Model (0,0,1)(2,1,0)[7] is a second best and (1,0,0)(2,1,0)[7] third best. We will be also checking them.
We can also check that the second best model with the BIC criteria, is the best model elected by the AIC and AICc criteria.
auto.arima(data_ts, trace = FALSE, ic = 'aic')
## Series: data_ts
## ARIMA(0,0,1)(2,1,0)[7]
##
## Coefficients:
## ma1 sar1 sar2
## 0.2526 -0.6856 -0.3802
## s.e. 0.1279 0.1118 0.1171
##
## sigma^2 = 881.2: log likelihood = -462.31
## AIC=932.63 AICc=933.07 BIC=942.89
auto.arima(data_ts, trace = FALSE, ic = 'aicc')
## Series: data_ts
## ARIMA(0,0,1)(2,1,0)[7]
##
## Coefficients:
## ma1 sar1 sar2
## 0.2526 -0.6856 -0.3802
## s.e. 0.1279 0.1118 0.1171
##
## sigma^2 = 881.2: log likelihood = -462.31
## AIC=932.63 AICc=933.07 BIC=942.89
We estimate our best model:
data_ts.m1 <- Arima(data_ts, order = c(0, 0, 0),seasonal = list(order = c(2, 1, 0), period = 7), include.drift = FALSE)

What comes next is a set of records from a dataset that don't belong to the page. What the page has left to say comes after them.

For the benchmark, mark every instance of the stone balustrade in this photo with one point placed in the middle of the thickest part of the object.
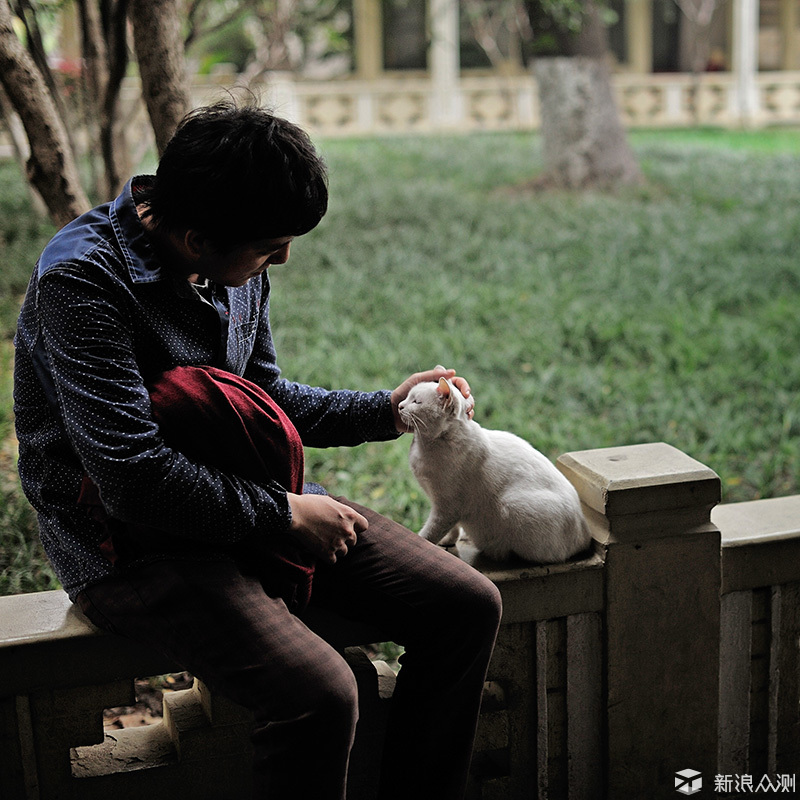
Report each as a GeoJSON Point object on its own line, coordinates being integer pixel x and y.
{"type": "Point", "coordinates": [494, 102]}
{"type": "Point", "coordinates": [672, 646]}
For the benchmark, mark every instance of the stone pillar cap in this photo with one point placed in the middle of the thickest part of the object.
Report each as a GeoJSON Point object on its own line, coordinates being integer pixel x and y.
{"type": "Point", "coordinates": [636, 479]}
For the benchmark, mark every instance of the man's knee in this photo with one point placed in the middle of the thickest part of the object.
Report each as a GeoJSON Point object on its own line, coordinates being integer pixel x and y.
{"type": "Point", "coordinates": [324, 689]}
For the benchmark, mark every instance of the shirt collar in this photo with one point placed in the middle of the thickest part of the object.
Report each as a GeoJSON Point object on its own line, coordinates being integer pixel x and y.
{"type": "Point", "coordinates": [142, 263]}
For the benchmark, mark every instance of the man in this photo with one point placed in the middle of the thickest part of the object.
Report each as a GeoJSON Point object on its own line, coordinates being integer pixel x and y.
{"type": "Point", "coordinates": [178, 551]}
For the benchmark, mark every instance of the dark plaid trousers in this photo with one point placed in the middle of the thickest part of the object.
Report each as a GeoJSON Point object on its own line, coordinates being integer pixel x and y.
{"type": "Point", "coordinates": [217, 622]}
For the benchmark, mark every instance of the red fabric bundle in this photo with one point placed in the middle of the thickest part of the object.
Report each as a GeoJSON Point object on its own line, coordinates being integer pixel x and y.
{"type": "Point", "coordinates": [225, 421]}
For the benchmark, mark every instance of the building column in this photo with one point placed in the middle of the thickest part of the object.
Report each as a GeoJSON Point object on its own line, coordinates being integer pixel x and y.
{"type": "Point", "coordinates": [639, 35]}
{"type": "Point", "coordinates": [444, 61]}
{"type": "Point", "coordinates": [789, 18]}
{"type": "Point", "coordinates": [368, 30]}
{"type": "Point", "coordinates": [745, 58]}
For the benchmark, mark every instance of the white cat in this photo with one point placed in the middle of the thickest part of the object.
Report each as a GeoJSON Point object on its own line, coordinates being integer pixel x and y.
{"type": "Point", "coordinates": [505, 495]}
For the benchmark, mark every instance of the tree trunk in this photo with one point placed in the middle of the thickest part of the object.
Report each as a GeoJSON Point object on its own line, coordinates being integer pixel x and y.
{"type": "Point", "coordinates": [51, 167]}
{"type": "Point", "coordinates": [583, 141]}
{"type": "Point", "coordinates": [105, 53]}
{"type": "Point", "coordinates": [159, 49]}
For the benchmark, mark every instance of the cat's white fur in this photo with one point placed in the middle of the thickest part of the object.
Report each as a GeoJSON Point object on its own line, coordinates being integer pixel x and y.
{"type": "Point", "coordinates": [505, 495]}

We check the residual plots, including the time series and ACFs, to make sure that there is no warning message. In particular, residuals should have a zero mean, constant variance, and should be distributed symmetrically around mean zero. ACF of any lag greater than zero is statistically insignificant.
autoplot(data_ts.m1$residuals)
ggAcf(data_ts.m1$residuals, lag.max = 40)
ggPacf(data_ts.m1$residuals, lag.max = 40)
checkresiduals(data_ts.m1)
##
## Ljung-Box test
##
## data: Residuals from ARIMA(0,0,0)(2,1,0)[7]
## Q* = 19.909, df = 12, p-value = 0.06883
##
## Model df: 2. Total lags used: 14
Residuals appear to be random, and there exists no inter-temporal correlation. Regarding the ACF plot, the rule of thumb is that no more than two or three out of 40 residuals fall outside the thresholds, so we are within the limit. The same applies to sample PACF of the residuals. So there is no warning message.
Now we forecast:
lettuce.f <- forecast(data_ts.m1, h = 14)
autoplot(lettuce.f)
We will check accuracy by testing out top three best models with part of the data. So we can evaluate out-of-sample performance of the models. For the performance comparison we will use the last 14 data points.
data_ts.m2 <- Arima(window(data_ts, end = c(16, 2)), order = c(0, 0, 0),seasonal = list(order = c(2, 1, 0), period = 7), include.drift = FALSE)
accuracy(forecast(data_ts.m2, h = 14), window(data_ts, start = c(16, 3)))
## ME RMSE MAE MPE MAPE MASE
## Training set -0.3193726 25.57387 19.32826 -3.094707 14.67793 0.7266928
## Test set 14.9981522 46.57808 35.69009 7.556829 22.97894 1.3418558
## ACF1 Theil's U
## Training set 0.1794441 NA
## Test set 0.2888364 0.7500206
data_ts.m3 <- Arima(window(data_ts, end = c(16, 2)), order = c(0, 0, 1),seasonal = list(order = c(2, 1, 0), period = 7), include.drift = FALSE)
accuracy(forecast(data_ts.m3, h = 14), window(data_ts, start = c(16, 3)))
## ME RMSE MAE MPE MAPE MASE
## Training set -0.2881424 24.96695 18.73205 -2.976765 14.21303 0.7042769
## Test set 14.9970723 47.49726 37.18525 7.464603 23.92493 1.3980701
## ACF1 Theil's U
## Training set 0.0004257993 NA
## Test set 0.2945371561 0.7558137
data_ts.m4 <- Arima(window(data_ts, end = c(16, 2)), order = c(1, 0, 0),seasonal = list(order = c(2, 1, 0), period = 7), include.drift = FALSE)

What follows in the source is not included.